The world’s governments and police authorities are at war with a breed of criminal able to wreak havoc on businesses and personal lives from across the globe while sitting in a pair of pyjamas in a dimly lit bedroom somewhere in the middle of nowhere. Damage can be caused with one email and can spread to millions of computers within minutes. Hackers are doing a roaring trade with Dh3.86 billion being stolen from 3.72 million consumers in the UAE in the past year, according to the 2017 Norton Cyber Security Insights Report.
Put simply, cyber-crime victims are often victims of their own device. They are more likely to use the same online password across all their accounts, or use different passwords but save them on their computer’s web browser. Other mistakes include outdated defence/anti-virus systems, leaving computers on standby, clicking on emails that the victim is not 100 per cent certain are legitimate, clicking on emails where the sender cannot be trusted or opening an attachment from an unknown source.
Legislation has been in force in the UAE since 27 August 2012, codifying the full range of cyber-crimes that can be committed and the resulting penalties that range from imprisonment for up to 5 years and fines of up to AED3,000,000. Crimes include but are not limited to the following:
· breach of privacy;
· disclosure of confidential information; and
· intentionally capturing, or intercepting, communications through a communication network without permission.

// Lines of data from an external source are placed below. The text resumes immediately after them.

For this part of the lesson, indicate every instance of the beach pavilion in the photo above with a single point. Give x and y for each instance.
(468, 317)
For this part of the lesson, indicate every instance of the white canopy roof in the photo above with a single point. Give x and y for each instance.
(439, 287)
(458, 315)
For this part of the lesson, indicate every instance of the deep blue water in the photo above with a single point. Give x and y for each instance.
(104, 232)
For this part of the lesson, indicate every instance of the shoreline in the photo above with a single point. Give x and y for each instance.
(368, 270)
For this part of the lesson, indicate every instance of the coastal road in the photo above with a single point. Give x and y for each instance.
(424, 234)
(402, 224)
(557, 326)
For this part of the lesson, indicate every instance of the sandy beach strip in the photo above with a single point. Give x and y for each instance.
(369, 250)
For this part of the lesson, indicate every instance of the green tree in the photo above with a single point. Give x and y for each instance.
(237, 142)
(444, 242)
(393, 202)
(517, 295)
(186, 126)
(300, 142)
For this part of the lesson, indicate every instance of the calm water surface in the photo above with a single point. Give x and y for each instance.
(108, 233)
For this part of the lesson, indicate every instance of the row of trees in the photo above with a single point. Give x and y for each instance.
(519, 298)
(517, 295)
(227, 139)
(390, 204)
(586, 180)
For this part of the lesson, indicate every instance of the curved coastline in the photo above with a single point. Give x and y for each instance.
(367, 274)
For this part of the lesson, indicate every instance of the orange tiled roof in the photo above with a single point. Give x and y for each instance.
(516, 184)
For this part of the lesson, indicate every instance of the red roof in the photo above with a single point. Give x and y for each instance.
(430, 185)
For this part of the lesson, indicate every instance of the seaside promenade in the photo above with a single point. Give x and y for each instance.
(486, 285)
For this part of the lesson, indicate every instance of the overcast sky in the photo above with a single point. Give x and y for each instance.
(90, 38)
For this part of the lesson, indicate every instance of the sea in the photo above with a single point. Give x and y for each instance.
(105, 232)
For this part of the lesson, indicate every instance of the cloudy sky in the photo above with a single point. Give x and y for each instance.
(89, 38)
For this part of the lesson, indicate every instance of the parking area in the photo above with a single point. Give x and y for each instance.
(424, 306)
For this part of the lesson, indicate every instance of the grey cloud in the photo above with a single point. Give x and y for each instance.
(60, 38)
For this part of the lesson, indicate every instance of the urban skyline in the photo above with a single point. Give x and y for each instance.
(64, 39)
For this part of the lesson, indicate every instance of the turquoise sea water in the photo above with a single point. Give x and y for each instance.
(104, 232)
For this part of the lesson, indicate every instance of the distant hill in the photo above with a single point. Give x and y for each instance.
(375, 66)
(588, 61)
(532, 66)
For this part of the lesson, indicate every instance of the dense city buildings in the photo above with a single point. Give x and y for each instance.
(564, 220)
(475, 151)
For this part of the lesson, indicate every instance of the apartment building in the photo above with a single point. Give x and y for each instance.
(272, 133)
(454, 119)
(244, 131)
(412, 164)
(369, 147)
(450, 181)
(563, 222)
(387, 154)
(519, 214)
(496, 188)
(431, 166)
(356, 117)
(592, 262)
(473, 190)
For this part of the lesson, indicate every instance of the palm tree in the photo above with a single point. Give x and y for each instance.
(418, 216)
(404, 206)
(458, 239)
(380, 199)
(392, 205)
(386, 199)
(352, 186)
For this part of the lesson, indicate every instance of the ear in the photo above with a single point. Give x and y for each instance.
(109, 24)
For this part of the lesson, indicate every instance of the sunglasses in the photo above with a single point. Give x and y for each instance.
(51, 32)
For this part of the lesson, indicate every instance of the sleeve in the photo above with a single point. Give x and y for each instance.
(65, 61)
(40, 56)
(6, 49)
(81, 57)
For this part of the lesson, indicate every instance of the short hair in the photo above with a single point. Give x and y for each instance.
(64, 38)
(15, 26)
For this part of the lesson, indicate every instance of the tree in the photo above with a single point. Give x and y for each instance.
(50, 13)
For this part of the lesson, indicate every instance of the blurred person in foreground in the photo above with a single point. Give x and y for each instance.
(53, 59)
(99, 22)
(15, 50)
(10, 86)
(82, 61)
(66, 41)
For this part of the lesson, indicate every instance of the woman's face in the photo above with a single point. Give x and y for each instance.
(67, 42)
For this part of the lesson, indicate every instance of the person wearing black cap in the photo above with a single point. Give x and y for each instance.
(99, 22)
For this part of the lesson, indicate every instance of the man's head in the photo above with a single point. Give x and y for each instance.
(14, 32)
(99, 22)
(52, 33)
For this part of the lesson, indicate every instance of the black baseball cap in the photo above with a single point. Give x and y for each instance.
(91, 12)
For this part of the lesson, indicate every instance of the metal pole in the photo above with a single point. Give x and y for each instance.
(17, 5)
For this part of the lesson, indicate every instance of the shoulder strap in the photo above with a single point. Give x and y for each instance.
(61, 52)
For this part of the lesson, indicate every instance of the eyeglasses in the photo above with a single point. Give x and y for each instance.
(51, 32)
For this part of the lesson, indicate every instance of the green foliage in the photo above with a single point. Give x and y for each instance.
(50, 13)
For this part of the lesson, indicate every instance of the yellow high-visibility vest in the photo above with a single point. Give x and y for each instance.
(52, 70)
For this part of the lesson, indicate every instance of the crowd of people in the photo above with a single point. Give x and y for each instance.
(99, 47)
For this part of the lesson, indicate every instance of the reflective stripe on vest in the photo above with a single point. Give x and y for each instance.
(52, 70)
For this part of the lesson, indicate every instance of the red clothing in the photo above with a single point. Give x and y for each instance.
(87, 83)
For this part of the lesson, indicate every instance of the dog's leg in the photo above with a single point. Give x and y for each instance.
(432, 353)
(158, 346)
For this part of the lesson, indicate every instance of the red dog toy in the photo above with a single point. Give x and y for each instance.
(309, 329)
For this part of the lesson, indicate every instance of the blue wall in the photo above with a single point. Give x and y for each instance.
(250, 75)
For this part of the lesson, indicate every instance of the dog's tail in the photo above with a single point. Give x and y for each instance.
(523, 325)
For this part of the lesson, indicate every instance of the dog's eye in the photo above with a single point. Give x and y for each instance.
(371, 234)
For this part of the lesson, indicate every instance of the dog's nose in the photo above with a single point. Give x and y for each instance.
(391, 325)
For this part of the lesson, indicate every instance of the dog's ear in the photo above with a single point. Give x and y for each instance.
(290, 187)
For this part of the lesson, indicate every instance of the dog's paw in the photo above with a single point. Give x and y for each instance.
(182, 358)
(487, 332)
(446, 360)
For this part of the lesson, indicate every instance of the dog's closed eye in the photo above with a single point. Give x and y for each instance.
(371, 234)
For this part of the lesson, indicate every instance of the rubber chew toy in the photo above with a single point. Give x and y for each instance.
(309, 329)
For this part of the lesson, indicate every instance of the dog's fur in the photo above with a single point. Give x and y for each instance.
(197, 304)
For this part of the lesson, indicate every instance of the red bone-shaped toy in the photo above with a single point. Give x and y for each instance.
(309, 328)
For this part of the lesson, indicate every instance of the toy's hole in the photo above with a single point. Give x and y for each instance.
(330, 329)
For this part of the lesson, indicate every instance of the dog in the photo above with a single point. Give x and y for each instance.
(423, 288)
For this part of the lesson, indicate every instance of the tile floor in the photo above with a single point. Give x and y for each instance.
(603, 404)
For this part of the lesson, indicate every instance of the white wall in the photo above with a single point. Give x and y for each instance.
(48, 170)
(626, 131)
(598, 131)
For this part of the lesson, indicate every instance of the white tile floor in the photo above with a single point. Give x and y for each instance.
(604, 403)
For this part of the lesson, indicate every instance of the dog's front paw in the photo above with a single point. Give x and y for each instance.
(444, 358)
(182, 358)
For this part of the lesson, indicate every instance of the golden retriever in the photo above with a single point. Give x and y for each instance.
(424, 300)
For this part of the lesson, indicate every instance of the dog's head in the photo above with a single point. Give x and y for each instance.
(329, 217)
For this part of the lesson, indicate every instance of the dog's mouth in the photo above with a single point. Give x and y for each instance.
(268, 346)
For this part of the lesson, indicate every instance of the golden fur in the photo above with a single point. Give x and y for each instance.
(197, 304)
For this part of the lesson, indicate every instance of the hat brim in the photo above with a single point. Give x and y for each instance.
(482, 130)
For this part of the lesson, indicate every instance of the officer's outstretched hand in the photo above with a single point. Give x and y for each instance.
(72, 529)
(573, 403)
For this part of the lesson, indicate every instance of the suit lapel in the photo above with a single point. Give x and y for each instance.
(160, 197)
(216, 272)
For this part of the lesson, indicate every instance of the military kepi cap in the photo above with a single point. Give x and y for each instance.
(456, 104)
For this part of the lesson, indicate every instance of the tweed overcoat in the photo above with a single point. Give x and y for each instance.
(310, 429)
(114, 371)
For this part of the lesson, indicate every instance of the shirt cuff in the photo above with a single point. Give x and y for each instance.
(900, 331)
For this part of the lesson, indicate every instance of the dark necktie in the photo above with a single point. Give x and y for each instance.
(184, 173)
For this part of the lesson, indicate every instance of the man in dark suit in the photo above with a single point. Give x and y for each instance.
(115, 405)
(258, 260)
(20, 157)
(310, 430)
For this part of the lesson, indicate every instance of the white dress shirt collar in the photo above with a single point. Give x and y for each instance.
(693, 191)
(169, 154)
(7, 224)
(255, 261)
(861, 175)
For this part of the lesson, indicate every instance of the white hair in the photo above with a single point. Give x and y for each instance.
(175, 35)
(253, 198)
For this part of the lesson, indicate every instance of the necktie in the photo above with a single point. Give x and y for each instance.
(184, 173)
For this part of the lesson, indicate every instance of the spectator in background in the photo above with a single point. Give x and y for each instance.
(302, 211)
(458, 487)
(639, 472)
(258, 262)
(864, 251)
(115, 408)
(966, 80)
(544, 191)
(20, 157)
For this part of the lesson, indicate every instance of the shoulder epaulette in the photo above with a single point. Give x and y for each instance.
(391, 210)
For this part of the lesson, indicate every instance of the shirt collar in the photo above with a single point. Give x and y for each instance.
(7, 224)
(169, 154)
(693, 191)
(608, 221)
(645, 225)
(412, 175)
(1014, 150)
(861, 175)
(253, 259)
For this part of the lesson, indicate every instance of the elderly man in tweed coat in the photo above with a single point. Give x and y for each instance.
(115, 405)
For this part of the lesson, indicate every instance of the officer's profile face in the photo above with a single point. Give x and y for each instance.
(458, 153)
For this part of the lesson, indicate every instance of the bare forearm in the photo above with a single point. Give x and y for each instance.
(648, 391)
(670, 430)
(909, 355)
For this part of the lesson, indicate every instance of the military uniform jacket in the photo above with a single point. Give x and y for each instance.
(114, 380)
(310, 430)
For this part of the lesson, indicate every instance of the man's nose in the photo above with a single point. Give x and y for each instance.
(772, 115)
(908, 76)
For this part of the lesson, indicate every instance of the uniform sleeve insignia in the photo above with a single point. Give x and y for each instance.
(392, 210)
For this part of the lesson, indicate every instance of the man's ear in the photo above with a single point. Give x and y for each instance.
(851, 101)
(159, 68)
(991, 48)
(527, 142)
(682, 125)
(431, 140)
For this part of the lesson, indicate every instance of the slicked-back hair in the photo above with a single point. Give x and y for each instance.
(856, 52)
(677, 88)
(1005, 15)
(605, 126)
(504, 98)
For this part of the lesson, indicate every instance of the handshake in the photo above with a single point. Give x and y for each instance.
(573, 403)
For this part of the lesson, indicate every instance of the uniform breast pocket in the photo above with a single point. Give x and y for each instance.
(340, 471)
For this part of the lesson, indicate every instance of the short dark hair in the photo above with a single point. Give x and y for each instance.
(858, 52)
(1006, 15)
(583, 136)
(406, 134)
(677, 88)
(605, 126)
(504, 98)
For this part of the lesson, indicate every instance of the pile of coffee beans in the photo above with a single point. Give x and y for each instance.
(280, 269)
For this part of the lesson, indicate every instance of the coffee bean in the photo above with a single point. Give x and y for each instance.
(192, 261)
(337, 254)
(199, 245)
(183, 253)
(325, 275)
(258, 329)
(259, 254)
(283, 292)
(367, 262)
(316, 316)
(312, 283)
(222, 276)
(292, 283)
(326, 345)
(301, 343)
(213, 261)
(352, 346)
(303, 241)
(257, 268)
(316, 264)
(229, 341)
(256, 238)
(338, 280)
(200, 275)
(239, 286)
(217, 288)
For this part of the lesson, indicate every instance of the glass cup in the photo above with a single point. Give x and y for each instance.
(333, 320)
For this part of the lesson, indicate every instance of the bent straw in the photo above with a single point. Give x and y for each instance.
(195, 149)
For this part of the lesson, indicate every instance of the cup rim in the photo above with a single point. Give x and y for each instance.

If the figures stated above are anything to go by, clearly, even with this legislation in place, cyber-crime is flourishing. The problem is that many of the perpetrators of these crimes can easily hide their identity and are/or are based in other areas of the globe.
1. Cybercrime is real. On a corporate level, companies should be dealing with such issues at board level making continuous investment in and developing defence systems. Companies should initially make an assessment of the current anti-cybercrime systems which they already have in place. Such systems should be proportional to the size of the company, the number of employees and the sector/industry in which it is active.
2. Having completed the initial assessment, the company should implement or improve systems already in place in order to prevent as far as possible any cyber-attacks. This might involve updating any anti-virus software being used or installing a better firewall system.
3. Finally but maybe most importantly, adequate checks and training should be implemented with respect to all employees. The greatest source of cyber compromises are reportedly insiders or former staff members. It is commented that a new concept of ‘Know Your Employee’ (KYE) should be implemented by boards, compliance officers and IT staff. This would require businesses to undertake a risk assessment of their workforce in the context of cyber security.